Many of us who become carers do so incrementally, helping out in small ways to begin with and then, before we know it, finding ourselves embedded in caring for someone (often more than one person) and it becomes second nature to take on what can be a challenging, often frustrating, frequently exhausting, but also precious role in supporting someone close to us.
Caring comes at a cost
However, caring can come at a cost. The GP Patient Survey provides clear evidence that the health of unpaid carers is significantly poorer than that of their non-carer peers. Carers will often focus on the wellbeing of the person they support, rather than their own needs. The GPPS clearly shows how the mental and emotional wellbeing of carers suffers, and that carers are more likely to experience issues with their respiratory health, have muscular and skeletal injuries, have an increased incidence of diabetes and struggle to access primary care services around their caring responsibilities.

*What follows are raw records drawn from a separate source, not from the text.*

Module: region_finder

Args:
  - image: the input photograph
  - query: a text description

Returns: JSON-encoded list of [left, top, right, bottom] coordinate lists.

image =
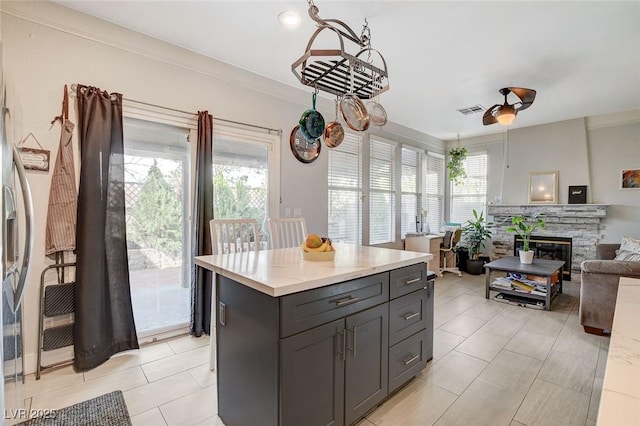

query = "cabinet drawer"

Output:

NHS England is driving forward initiatives which highlight system based arrangements, which embed the timely identification and support of carers within their core workstreams that focus on effective support within primary care, provision of contingency plans, creating a more inclusive offer for carers from vulnerable communities and ensuring that young carers are integral to these plans
The census data from 2011 suggests approximately 10 per cent of the population were carers at that time. The GPPS, however, saw 17-18 per cent of respondents identify themselves as unpaid carers. This is a significant cohort of people, covering all ages who experience inequalities in their health outcomes. Since the inclusion of 16- and 17-year olds in the GPPS, concerning evidence is emerging on the impact of caring on young and young adult carers (16-24-year olds) where the inequality gap in health outcomes is at its greatest.
Fast forward to 2021 and we have seen the number of carers grow substantially and cope with health and care systems withdrawing or changing how services have been delivered as the covid-19 pandemic has taken hold. There have been some positive changes, but significant challenges for carers, many of whom have had to cope in isolation. We have seen the important inclusion of unpaid carers in the priority groups for covid-19 vaccination, but we have also seen carers struggling to have their caring role registered with their GP practices.
The long-term plan set out clear commitments for the NHS to improve the identification and support of unpaid carers. Building on the rights created by the Care Act and the Children & Families Act and reflecting the ambitions being set out for the delivery of services across integrated care systems.
NHS England is driving forward initiatives which highlight system based arrangements, which embed the timely identification and support of carers within their core workstreams that focus on effective support within primary care, provision of contingency plans, creating a more inclusive offer for carers from vulnerable communities and ensuring that young carers are integral to these plans.
The “System Led Support for Carers” award recognises and celebrates integrated care systems who have understood the complexity of issues experienced by unpaid carers, worked in partnership with social care, voluntary sector colleagues and carers themselves to shape and deliver the services that matter to carers and enable them to manage their own health and well-being.